Assignment 8: Register Allocation

Due: 10:00 pm, Monday, December 6.

Home stretch: Project 8 is to read chapter eleven of the text and write code to register-allocate the assembler you produced in project 6 using graph-coloring global (intra-procedural) register allocation.

As always, stick to the module structure given by the text. See below for specific requirements (which are different for undergraduates and graduate students).

You should submit the following files:

If some phase of your compiler is so broken that you cannot generate assembly code to test your register allocator on, you can try these example assembly files with your register allocator.

The register allocator comes in multiple levels of difficulty.

  1. A basic allocator that does not coalesce or spill. If the assembly code cannot be register-allocated, the allocator simply raises an error exception and fails. Callee-saves/caller-saves interprocedural register-management protocols are obtained by adding pre-colored nodes to the interference graph to represent the hardware registers.
  2. An allocator that does not coalesce, but does spill. That is, if a given assembly program cannot be register-allocated, your allocator picks spill candidates, edits the assembly to add spill code, and then re-attempts to register-allocate the resulting program, iterating until the colorer manages to successfully assign hardware registers to all temps.
  3. An allocator that coalesces as well as spills.
  4. Above and beyond: once you have allocated registers to all the temps, you can consider writing a second allocator, that colors stack-allocated variables with actual stack slots.
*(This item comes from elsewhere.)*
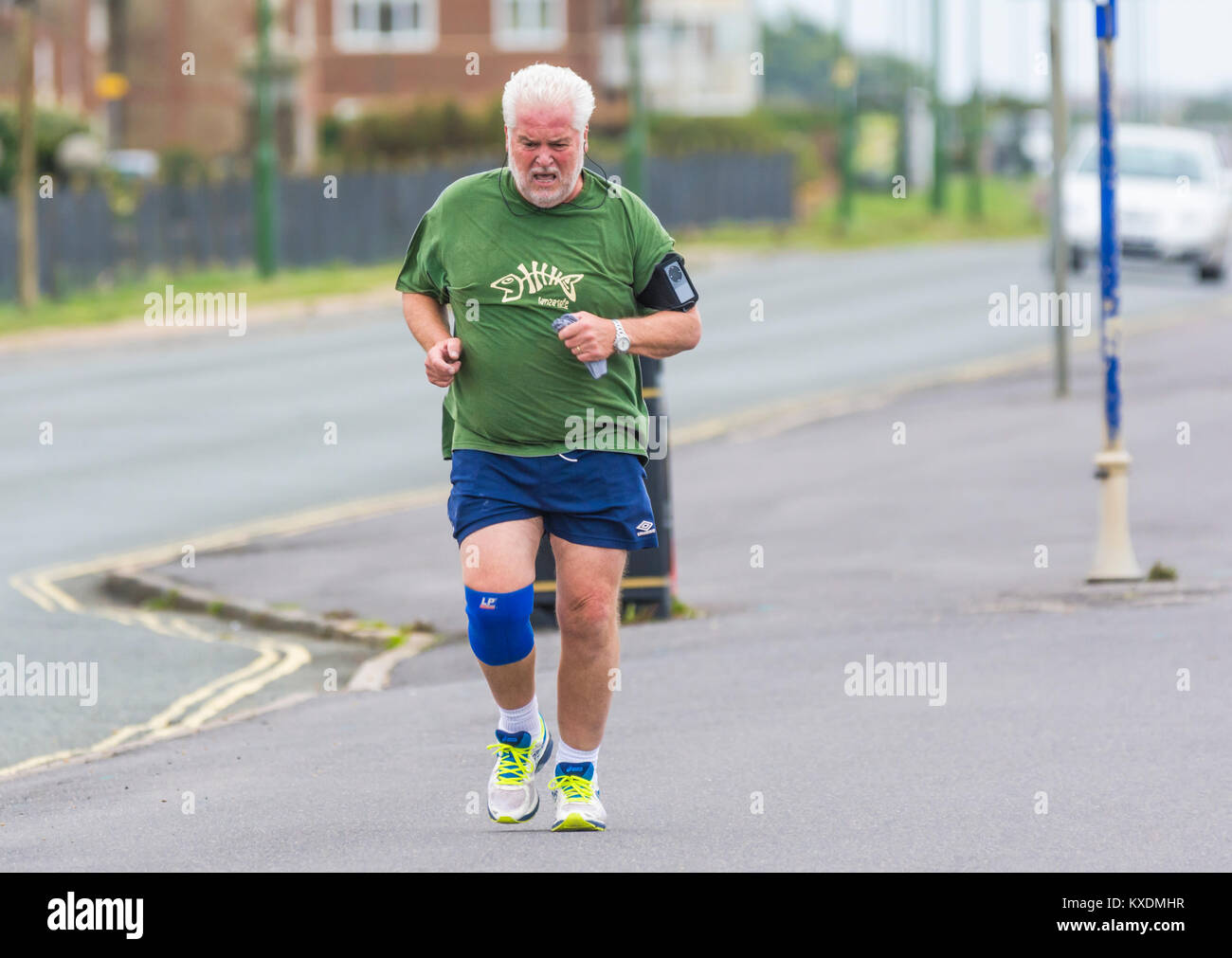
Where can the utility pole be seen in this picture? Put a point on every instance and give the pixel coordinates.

Compacting a stack frame in this way can give benefits in cache behavior; if your allocator coalesces, you can even eliminate memory/memory move operations.

Undergraduates get full credit for a level-1 no-spill allocator, and extra credit for levels 2–4.

Graduate students get 85% credit for a level-1 no-spill allocator; 92% credit for a level-2 spilling allocator; full credit for a level-3 coalescing allocator; and extra credit for level 4.

Words to the wise: this is, in my opinion, by far the most difficult single piece of the compiler.

"You lose it out here, you're in a world of hurt." Start early.